Ketika memory card sudah sampai, Muhadir belum punya uang. Dia bayar dengan mencicil. Sampai lama kemudian cicilannya belum juga lunas, bahkan setengahnya pun belum. Sayapun menagih padanya dengan bercanda, di sela-sela obrolan kami. Dia mengaku “kupikir kak Ludi udah lupa”
“oh ga, kak Ludi ingat. Kamu dulu bilangnya hutang, kalau hutang harus dibayar”
Mungkin terasa aneh melihat saya begitu perhitungan dengan uang pada adik sendiri, yang masih kecil pula. Tapi ini bukan tentang uang sama sekali. Saya ingin mengajarkannya tentang arti sebuah “akad”, tentang konsekuensi dari sebuah hutang. Saya bilang pada Muhadir
“kalau dulu kamu bilangnya minta, kak Ludi akan kasih, tapi karena dulu kamu bilangnya hutang, maka itu harus dibayar. Jadi orang itu harus bisa memenuhi janji. Kak Ludi pengen Muhadir belajar untuk bertanggung jawab dengan kata-kata sendiri”.

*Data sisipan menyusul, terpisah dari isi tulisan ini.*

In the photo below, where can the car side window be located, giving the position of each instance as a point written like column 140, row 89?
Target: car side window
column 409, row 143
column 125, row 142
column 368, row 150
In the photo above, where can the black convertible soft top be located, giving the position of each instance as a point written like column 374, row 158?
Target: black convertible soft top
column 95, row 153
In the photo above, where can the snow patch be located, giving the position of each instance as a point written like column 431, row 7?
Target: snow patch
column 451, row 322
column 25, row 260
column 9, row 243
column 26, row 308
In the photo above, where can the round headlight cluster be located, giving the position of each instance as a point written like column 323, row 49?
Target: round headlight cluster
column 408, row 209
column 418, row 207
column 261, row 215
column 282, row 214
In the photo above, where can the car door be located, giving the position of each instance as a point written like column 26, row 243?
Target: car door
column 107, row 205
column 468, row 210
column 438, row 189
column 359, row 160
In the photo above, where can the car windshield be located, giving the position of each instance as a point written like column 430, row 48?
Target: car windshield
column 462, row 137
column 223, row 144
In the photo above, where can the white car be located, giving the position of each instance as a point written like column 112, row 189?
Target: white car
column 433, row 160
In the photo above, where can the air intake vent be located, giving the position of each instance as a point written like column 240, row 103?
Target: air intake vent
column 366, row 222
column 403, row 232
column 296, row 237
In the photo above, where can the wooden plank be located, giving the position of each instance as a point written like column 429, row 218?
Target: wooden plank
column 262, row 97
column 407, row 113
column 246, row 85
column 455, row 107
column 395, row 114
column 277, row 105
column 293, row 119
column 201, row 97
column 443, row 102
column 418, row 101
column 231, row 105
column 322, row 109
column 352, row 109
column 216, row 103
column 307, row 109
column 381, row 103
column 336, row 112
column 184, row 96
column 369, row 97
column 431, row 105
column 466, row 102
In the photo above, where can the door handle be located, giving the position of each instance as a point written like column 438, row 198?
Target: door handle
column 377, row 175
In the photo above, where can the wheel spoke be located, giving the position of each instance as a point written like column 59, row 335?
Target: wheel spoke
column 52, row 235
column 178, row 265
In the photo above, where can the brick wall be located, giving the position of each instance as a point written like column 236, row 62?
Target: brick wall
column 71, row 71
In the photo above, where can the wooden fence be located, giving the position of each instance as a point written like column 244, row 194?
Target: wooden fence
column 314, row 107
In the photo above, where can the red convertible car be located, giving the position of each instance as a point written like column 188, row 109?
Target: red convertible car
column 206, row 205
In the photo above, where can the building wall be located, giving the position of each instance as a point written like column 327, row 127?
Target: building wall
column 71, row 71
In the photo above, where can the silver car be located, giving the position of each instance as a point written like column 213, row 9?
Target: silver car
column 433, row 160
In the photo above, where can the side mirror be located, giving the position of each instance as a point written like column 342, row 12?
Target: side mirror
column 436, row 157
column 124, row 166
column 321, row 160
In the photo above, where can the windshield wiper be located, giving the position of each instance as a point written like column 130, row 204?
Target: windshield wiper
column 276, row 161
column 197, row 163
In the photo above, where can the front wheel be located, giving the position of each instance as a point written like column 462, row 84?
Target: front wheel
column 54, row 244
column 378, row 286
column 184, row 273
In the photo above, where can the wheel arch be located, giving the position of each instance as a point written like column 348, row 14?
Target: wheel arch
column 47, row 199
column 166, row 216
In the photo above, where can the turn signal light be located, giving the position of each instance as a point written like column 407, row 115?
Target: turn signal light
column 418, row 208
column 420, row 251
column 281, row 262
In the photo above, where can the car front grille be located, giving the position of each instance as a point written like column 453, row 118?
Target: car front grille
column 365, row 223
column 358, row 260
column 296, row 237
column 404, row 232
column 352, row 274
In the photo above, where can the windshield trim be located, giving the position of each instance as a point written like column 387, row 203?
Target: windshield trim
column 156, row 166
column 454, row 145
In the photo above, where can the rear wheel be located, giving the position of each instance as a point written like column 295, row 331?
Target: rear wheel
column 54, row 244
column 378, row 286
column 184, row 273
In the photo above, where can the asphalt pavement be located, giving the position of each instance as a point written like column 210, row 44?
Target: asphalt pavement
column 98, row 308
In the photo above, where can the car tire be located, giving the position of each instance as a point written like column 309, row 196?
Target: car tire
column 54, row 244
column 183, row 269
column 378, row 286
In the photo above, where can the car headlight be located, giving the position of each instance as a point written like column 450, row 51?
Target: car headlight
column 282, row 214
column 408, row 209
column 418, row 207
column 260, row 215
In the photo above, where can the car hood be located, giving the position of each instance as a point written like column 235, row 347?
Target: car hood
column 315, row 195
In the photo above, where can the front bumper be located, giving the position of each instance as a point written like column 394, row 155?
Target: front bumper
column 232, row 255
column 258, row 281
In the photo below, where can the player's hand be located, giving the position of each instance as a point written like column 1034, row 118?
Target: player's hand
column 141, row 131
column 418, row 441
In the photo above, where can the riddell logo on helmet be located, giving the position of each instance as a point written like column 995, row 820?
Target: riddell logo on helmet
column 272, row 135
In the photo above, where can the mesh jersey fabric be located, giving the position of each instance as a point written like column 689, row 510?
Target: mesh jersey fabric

Saya juga ingin melihat itikad baiknya dalam melunasi hutangnya. Sungguh ini bukan tentang uang. Saya memang begini dalam menanggapi sebuah “akad”. Maka ketika suatu hari Muhadir bayar lagi cicilan hutangnya, dengan jumlah yang cukup besar, saya tanya darimana uang itu. Ternyata hasil jual coklat. Karena sudah melihat itikad baiknya, juga melihat kesadarannya untuk melunasi hutang, saya rasa kompetensi dasar yang ingin saya sampaikan sudah tercapai. Hehe. Saya bilang padanya “oke, sisanya kuanggap lunas Dir, ngga usah dibayar, buat kamu aja”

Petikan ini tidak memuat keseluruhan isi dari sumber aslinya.